Le braquage organise de l’hopital public
LVMH, Pernod Riccard, Gucci, Yves Saint-Laurent…. Leur nom n’arrête pas de défiler dans mon fil twitter et dans les articles de presse que je lis : ce sont les « généreuses » boîtes qui ont fait des dons de gel hydroalcoolique et masques. Les JT saluent leur geste tel le messie et le gouvernement ne jure que par elles, faute d’avoir eu le courage de réquisitionner des entreprises pour produire ce matériel. Qu’on ne se méprenne pas : bien sûr que ce matériel sera utile de manière immédiate pour protéger nos soignants et tous ceux qui sont sur le front de la lutte contre le coronavirus. Mais je ne peux pas m’empêcher de penser immédiatement aux milliards d’euros que ces entreprises ont fait perdre à l’Etat en pratiquant l’évasion fiscale, autant d’argent que les soignants n’ont cessé de réclamer pour les hôpitaux publics ces derniers mois. En vain.
Et là me revient immédiatement en tête cette vidéo que nous avions faite il y a deux ans quand je travaillais à Oxfam : un braquage en bande organisée de nos hôpitaux. On avait réfléchi à l’époque à la meilleure manière de faire prendre conscience de l’impact concret des pratiques d’évasion fiscale des grandes entreprises multinationales. Derrière les schémas complexes d’ « optimisation fiscale » (ça leur parait plus positif dit comme ça) des grandes boites, les enjeux sont pourtant simples et concrets : le financement de nos services publics. Une question qui prend tout son sens en ce moment. A chaque million d’euro évadé, c’est un million qui manque pour embaucher des infirmier.e.s ou des médecins, acheter des masques ou des respirateurs. A la fin de la vidéo, ces braqueurs débranchent des respirateurs. On ne croyait pas si bien dire. Nous y voilà. Le braquage a bel et bien eu lieu par ces entreprises multinationales guidées par l’appât des paradis fiscaux et du gain. Résultat : au gré des manques à gagner dûs à l’évasion fiscale et des choix politiques de cette décennie, la France ne dispose plus que 3 lits d’hôpitaux en soins intensifs pour 1 000 habitants, c’est 10% de moins qu’il y a une dizaine d’années.
Alors ne nous y trompons pas : toutes ces boîtes qui annoncent en grandes pompes leur généreux don sont en train de nous donner d’une main ce qu’elles nous avaient pris de l’autre. Et encore, les deux mains sont loin d’avoir la même taille. Les 10 millions de masques offerts par LVMH, valent 5 millions d’euros.

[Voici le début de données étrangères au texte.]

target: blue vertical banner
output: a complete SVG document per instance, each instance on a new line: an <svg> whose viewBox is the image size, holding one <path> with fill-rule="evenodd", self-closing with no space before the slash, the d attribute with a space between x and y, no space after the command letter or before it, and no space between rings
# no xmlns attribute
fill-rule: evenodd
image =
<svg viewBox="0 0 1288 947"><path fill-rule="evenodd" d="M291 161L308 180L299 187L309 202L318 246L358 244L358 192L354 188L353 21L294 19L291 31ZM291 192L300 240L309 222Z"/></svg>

Ses 9 filiales belges hébergées dans un immeuble fantôme en Belgique ont permis d’y transférer plus de 5 milliards d’euros en fonds propres, exemptés en grande partie d’impôts. Kering, la maison mère de Gucci et Yves Saint Laurent, devrait donner 4 à 5 millions de masques à travers ses différentes marques. C’est aussi la plus grosse affaire d’évasion fiscale jamais révélée pour une entreprise française : plus de 2,5 milliards d’euros soustraits à la France… et l’Italie. Terrible ironie. Au passage, ces manœuvres contribuent aux fortunes de Bernard Arnault, propriétaire de LVMH et 1ère fortune de France, et Henri Pinault, cinquième fortune et propriétaire de Kering. Tous deux passés rois dans l’art de dissimuler leurs fortunes dans des paradis fiscaux et régulièrement épinglés dans des scandales d’évasion fiscale.

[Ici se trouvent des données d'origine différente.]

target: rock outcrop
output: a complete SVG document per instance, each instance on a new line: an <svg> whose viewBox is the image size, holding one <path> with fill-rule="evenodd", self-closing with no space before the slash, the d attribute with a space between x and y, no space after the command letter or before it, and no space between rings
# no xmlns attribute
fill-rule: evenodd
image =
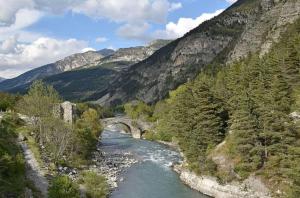
<svg viewBox="0 0 300 198"><path fill-rule="evenodd" d="M139 99L154 103L208 65L232 62L250 52L266 53L299 16L300 1L239 0L123 72L98 95L98 102L115 105Z"/></svg>

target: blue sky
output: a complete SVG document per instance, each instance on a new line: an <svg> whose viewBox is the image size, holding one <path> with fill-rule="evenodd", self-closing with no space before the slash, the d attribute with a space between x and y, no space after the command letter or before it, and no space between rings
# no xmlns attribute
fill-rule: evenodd
<svg viewBox="0 0 300 198"><path fill-rule="evenodd" d="M175 39L235 0L0 0L0 76L74 53Z"/></svg>

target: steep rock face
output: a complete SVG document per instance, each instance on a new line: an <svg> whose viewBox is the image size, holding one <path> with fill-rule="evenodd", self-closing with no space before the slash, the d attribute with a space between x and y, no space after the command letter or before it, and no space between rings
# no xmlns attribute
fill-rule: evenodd
<svg viewBox="0 0 300 198"><path fill-rule="evenodd" d="M123 72L97 102L119 104L140 99L153 103L209 64L231 62L249 52L265 53L285 26L299 17L299 3L239 0L219 16Z"/></svg>
<svg viewBox="0 0 300 198"><path fill-rule="evenodd" d="M266 54L274 42L278 42L286 25L295 22L300 15L300 1L261 0L262 15L249 20L229 61L245 57L249 53Z"/></svg>
<svg viewBox="0 0 300 198"><path fill-rule="evenodd" d="M147 46L131 47L131 48L121 48L115 53L102 58L98 61L98 65L101 64L112 64L112 63L126 63L125 66L119 67L119 64L113 68L115 70L121 71L130 65L138 63L149 56L151 56L155 51L167 45L171 41L169 40L155 40Z"/></svg>
<svg viewBox="0 0 300 198"><path fill-rule="evenodd" d="M96 60L110 55L111 53L113 53L112 50L101 50L98 52L89 51L85 53L74 54L55 63L28 71L16 78L6 80L5 82L0 83L0 90L8 91L11 89L15 89L19 86L24 86L25 84L30 83L36 79L41 79L65 71L70 71L83 67L85 65L93 66L93 63L95 63Z"/></svg>

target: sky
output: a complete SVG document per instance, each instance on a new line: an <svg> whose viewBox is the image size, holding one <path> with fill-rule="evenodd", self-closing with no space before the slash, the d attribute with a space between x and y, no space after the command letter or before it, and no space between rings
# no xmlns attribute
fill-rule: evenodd
<svg viewBox="0 0 300 198"><path fill-rule="evenodd" d="M0 0L0 77L74 53L176 39L236 0Z"/></svg>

Il est 20h, la clameur monte des immeubles. Bernard Arnault et Henri Pinault applaudissent-ils aussi nos soignants qu’ils ont contribué à dépouiller ? Peu après, au gré de mon zapping nocturne, je tombe sur l’émission de France 2 « Ensemble avec nos soignants », une soirée de solidarité avec le personnel hospitalier où l’on retrouve notamment Patrick Bruel ou Julien Clerc, tous deux impliqués dans des affaires d’évasion fiscale, lançant des appels au don à l'hôpital public.
Alors à tous ces braqueurs soudainement extrêmement généreux, ne serait-il pas temps de restituer votre butin ? Je crois que l’hôpital public n’en a jamais eu autant besoin.